Risolvere. La scrittura quindi come qualcosa da solvere, compressa da sciogliere in bocca, una al giorno prima dei pasti. Dosaggio corretto per intraprendere il mestiere di scrivere.
«Cerco solo di poter dire proprio la mia parola e di trovare una mia soluzione, una mia visione e basta. Ora solo capisco come sia facile scrivere anche trenta romanzi, se si vuole accontentare il pubblico, e come lo scrittore si trovi al punto di prima. No, queste mezze cose no. […] Quando hai l’ispirazione devi seguirla, finché non ne puoi più, finché non cadi esausto ai suoi piedi. Così è stato per I superflui, li ho scritti in dieci giorni, d’estate, non riuscivo nemmeno a dormire».
Così Dante Arfelli – che mestierante non era, abituato a scrivere ovunque, a non avere uno studio tutto suo – prima dell’oblio, di quel che l’amico Berto avrebbe chiamato “male oscuro”. La fragilità psicologica, le crisi depressive, nevrosi, psicosi, fobie, ombre e voci. Cadde, in un’oscurità forse già vaticinata dalla sua stessa scrittura. Incompreso dalla civiltà letteraria dell’epoca, scelse il confino, l’isolamento fisico e mentale, una sorta di autopunizione. Si amputò la penna, non scrisse più.
Le ultime parole, un tempo moltitudine di farfalle, si fanno corvi, si fanno nervi. «I nervi, i nervi, i nervi» ripete ossessivo, nelle note scritte su foglietti sparsi, fittissimi (pubblicati nel 1993 in Ahimè povero me), durante il suo “ultimo approdo” – come Odisseo nella terra del loto. Itaca romagnola, la casa di riposo in cui vive gli ultimi anni a Marina di Ravenna. Qui, le ore, come nei suoi romanzi, trascorrono indistinte. A scandire il tempo, solo la giornata del barbiere.
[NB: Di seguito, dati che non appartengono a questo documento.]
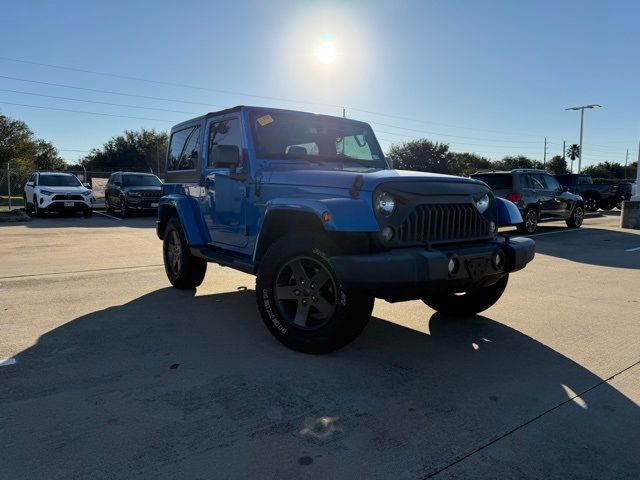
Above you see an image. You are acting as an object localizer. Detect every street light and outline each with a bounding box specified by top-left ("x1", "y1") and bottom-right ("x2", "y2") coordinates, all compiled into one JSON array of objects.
[{"x1": 565, "y1": 103, "x2": 602, "y2": 173}]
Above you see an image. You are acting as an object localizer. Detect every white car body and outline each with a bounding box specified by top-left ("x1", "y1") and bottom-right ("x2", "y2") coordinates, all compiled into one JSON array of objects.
[{"x1": 24, "y1": 172, "x2": 95, "y2": 214}]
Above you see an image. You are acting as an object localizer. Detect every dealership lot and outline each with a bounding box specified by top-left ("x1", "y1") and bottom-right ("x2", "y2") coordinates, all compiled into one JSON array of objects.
[{"x1": 0, "y1": 214, "x2": 640, "y2": 479}]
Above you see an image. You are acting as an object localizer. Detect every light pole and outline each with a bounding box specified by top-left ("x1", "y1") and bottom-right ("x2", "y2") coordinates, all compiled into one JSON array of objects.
[{"x1": 565, "y1": 103, "x2": 602, "y2": 173}]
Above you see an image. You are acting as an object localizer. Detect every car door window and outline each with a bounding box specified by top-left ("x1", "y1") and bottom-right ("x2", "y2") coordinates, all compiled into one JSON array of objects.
[
  {"x1": 543, "y1": 175, "x2": 562, "y2": 190},
  {"x1": 167, "y1": 127, "x2": 195, "y2": 171},
  {"x1": 207, "y1": 118, "x2": 242, "y2": 167}
]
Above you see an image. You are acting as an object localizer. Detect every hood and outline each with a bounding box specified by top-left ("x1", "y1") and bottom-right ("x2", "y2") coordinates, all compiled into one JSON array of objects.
[
  {"x1": 262, "y1": 168, "x2": 483, "y2": 191},
  {"x1": 38, "y1": 185, "x2": 90, "y2": 193}
]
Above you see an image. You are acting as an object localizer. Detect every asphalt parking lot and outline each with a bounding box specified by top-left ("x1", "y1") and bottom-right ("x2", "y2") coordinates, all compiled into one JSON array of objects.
[{"x1": 0, "y1": 214, "x2": 640, "y2": 479}]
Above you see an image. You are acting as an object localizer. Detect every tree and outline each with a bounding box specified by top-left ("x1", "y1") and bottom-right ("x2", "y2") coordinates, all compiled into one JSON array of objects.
[
  {"x1": 565, "y1": 143, "x2": 580, "y2": 173},
  {"x1": 388, "y1": 138, "x2": 451, "y2": 173},
  {"x1": 449, "y1": 152, "x2": 491, "y2": 177},
  {"x1": 493, "y1": 155, "x2": 543, "y2": 170},
  {"x1": 80, "y1": 129, "x2": 169, "y2": 173},
  {"x1": 545, "y1": 155, "x2": 569, "y2": 174}
]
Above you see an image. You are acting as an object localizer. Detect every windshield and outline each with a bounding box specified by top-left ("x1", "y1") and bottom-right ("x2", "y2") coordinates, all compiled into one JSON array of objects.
[
  {"x1": 122, "y1": 175, "x2": 162, "y2": 187},
  {"x1": 251, "y1": 111, "x2": 386, "y2": 168},
  {"x1": 38, "y1": 173, "x2": 82, "y2": 187}
]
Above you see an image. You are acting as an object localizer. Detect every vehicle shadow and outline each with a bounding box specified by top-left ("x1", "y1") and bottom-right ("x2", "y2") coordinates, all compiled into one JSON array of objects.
[
  {"x1": 0, "y1": 288, "x2": 640, "y2": 479},
  {"x1": 0, "y1": 210, "x2": 157, "y2": 228},
  {"x1": 534, "y1": 227, "x2": 640, "y2": 269}
]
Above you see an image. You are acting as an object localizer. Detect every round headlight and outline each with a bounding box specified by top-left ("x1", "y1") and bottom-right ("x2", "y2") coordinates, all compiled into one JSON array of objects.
[
  {"x1": 475, "y1": 193, "x2": 489, "y2": 213},
  {"x1": 375, "y1": 192, "x2": 396, "y2": 218}
]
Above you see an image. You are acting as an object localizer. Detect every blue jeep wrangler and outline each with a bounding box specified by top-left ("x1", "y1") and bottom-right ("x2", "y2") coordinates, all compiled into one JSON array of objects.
[{"x1": 157, "y1": 106, "x2": 534, "y2": 353}]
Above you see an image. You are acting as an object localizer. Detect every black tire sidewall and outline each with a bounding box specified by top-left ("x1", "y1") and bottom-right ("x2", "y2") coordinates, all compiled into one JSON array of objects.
[{"x1": 256, "y1": 236, "x2": 374, "y2": 353}]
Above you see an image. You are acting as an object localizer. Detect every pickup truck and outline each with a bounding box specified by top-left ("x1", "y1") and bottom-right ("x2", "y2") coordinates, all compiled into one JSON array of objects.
[
  {"x1": 554, "y1": 173, "x2": 620, "y2": 212},
  {"x1": 156, "y1": 106, "x2": 534, "y2": 353}
]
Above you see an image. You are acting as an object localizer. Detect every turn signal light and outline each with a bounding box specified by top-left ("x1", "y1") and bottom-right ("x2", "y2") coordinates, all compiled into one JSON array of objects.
[{"x1": 505, "y1": 192, "x2": 522, "y2": 203}]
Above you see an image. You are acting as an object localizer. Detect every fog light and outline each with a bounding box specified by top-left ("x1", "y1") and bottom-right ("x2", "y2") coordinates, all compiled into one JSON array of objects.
[{"x1": 448, "y1": 258, "x2": 458, "y2": 275}]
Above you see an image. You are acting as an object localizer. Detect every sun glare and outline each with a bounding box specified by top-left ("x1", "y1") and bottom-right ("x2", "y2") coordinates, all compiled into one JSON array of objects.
[{"x1": 316, "y1": 40, "x2": 336, "y2": 65}]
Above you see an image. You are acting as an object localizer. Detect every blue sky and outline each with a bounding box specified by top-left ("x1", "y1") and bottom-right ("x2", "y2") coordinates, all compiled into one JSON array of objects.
[{"x1": 0, "y1": 0, "x2": 640, "y2": 165}]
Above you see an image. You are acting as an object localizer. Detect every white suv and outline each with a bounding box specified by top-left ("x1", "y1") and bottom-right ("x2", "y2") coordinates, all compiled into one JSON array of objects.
[{"x1": 23, "y1": 172, "x2": 95, "y2": 217}]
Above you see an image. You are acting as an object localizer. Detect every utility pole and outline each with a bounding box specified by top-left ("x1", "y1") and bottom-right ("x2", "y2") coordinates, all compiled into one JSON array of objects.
[
  {"x1": 565, "y1": 103, "x2": 602, "y2": 173},
  {"x1": 7, "y1": 162, "x2": 10, "y2": 211},
  {"x1": 624, "y1": 148, "x2": 629, "y2": 180}
]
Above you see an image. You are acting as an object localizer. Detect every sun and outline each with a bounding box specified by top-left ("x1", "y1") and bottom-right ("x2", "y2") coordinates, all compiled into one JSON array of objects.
[{"x1": 316, "y1": 40, "x2": 337, "y2": 65}]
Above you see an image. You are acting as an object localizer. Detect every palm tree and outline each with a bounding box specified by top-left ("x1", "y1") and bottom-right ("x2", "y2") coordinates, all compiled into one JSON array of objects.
[{"x1": 567, "y1": 143, "x2": 580, "y2": 173}]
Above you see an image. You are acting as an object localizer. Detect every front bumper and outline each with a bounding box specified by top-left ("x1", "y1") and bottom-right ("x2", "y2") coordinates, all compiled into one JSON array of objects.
[{"x1": 331, "y1": 237, "x2": 535, "y2": 299}]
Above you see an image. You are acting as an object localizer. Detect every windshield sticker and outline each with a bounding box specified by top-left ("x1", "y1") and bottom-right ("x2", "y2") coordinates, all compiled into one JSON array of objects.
[{"x1": 258, "y1": 114, "x2": 273, "y2": 127}]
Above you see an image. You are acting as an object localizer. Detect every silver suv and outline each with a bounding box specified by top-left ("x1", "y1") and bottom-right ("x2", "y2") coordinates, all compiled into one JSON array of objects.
[{"x1": 471, "y1": 169, "x2": 584, "y2": 233}]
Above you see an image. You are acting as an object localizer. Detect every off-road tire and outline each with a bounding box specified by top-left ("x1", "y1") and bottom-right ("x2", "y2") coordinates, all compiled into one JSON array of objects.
[
  {"x1": 422, "y1": 275, "x2": 509, "y2": 316},
  {"x1": 256, "y1": 234, "x2": 374, "y2": 354},
  {"x1": 565, "y1": 203, "x2": 584, "y2": 228},
  {"x1": 162, "y1": 216, "x2": 207, "y2": 290},
  {"x1": 517, "y1": 207, "x2": 540, "y2": 234}
]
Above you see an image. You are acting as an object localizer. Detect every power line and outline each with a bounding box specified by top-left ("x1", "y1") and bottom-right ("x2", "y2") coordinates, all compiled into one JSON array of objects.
[
  {"x1": 0, "y1": 88, "x2": 200, "y2": 115},
  {"x1": 0, "y1": 102, "x2": 180, "y2": 123}
]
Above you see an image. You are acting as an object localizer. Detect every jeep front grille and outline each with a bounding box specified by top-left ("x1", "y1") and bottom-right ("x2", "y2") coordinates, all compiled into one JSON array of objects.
[{"x1": 397, "y1": 203, "x2": 490, "y2": 243}]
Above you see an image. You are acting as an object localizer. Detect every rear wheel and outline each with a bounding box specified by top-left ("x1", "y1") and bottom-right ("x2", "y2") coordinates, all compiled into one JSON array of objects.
[
  {"x1": 162, "y1": 217, "x2": 207, "y2": 290},
  {"x1": 422, "y1": 275, "x2": 509, "y2": 316},
  {"x1": 518, "y1": 207, "x2": 538, "y2": 233},
  {"x1": 256, "y1": 236, "x2": 374, "y2": 353},
  {"x1": 566, "y1": 204, "x2": 584, "y2": 228}
]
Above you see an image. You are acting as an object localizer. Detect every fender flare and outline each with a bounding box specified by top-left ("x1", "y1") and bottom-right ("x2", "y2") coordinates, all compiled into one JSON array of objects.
[
  {"x1": 156, "y1": 194, "x2": 209, "y2": 246},
  {"x1": 261, "y1": 196, "x2": 380, "y2": 232}
]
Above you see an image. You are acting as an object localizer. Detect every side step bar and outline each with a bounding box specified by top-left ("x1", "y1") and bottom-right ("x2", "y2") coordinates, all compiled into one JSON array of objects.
[{"x1": 190, "y1": 247, "x2": 255, "y2": 275}]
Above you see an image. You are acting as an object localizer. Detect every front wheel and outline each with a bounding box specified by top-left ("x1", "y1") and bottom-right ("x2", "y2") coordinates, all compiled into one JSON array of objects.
[
  {"x1": 256, "y1": 236, "x2": 374, "y2": 353},
  {"x1": 422, "y1": 275, "x2": 509, "y2": 316},
  {"x1": 162, "y1": 217, "x2": 207, "y2": 290},
  {"x1": 566, "y1": 205, "x2": 584, "y2": 228}
]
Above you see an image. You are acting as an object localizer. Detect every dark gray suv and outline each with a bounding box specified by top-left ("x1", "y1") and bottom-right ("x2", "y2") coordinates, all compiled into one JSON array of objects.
[{"x1": 471, "y1": 169, "x2": 584, "y2": 233}]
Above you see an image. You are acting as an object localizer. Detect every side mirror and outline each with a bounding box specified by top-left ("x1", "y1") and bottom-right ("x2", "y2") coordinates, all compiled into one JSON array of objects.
[{"x1": 211, "y1": 145, "x2": 240, "y2": 173}]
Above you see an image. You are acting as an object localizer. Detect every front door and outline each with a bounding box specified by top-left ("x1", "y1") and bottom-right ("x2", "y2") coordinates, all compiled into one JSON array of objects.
[{"x1": 200, "y1": 115, "x2": 248, "y2": 248}]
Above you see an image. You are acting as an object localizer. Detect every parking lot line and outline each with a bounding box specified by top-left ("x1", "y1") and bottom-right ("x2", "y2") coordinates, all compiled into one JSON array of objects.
[
  {"x1": 0, "y1": 358, "x2": 16, "y2": 367},
  {"x1": 527, "y1": 228, "x2": 584, "y2": 237},
  {"x1": 94, "y1": 212, "x2": 122, "y2": 221}
]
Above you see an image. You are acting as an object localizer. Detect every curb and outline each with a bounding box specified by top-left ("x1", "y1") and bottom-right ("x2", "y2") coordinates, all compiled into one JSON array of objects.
[{"x1": 0, "y1": 209, "x2": 31, "y2": 223}]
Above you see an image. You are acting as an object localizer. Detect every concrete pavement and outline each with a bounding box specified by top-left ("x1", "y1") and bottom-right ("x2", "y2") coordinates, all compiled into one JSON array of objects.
[{"x1": 0, "y1": 215, "x2": 640, "y2": 479}]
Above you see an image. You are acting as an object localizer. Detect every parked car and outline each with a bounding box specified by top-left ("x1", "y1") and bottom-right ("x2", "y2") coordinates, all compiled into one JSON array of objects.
[
  {"x1": 471, "y1": 169, "x2": 584, "y2": 233},
  {"x1": 22, "y1": 172, "x2": 95, "y2": 217},
  {"x1": 616, "y1": 182, "x2": 633, "y2": 210},
  {"x1": 104, "y1": 172, "x2": 162, "y2": 217},
  {"x1": 554, "y1": 173, "x2": 620, "y2": 212},
  {"x1": 157, "y1": 107, "x2": 534, "y2": 353}
]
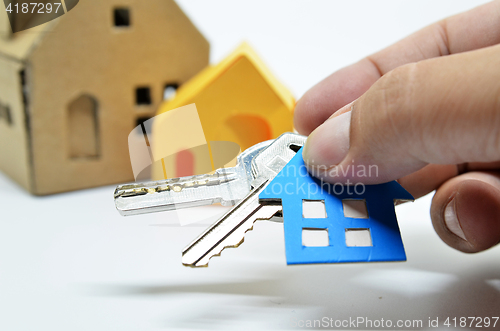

In esilio anche da sé, a chi gli chiedeva perché non uscisse mai, se non per i pasti, rispondeva placido: «Sto lavorando a un nuovo romanzo…».
Ovviamente Arfelli di libri non ne scriverà più e abdicherà alla vita nel 1995, eternando la sua esistenza nei soli due romanzi pubblicati, oltre a qualche racconto sparso.
E mentre il mondo letterario – premi compresi – continua a compiere il suo moto di rotazione, vien da chiedersi se proprio Arfelli – che grazie all’amicizia con Maria Bellonci figurò da diciottesimo nella lista degli “amici della domenica” – voterebbe, per il prossimo Strega, a favore del conterraneo Missiroli. O bollerebbe Avere tutto come l’ennesimo romanzo inutile, superfluo.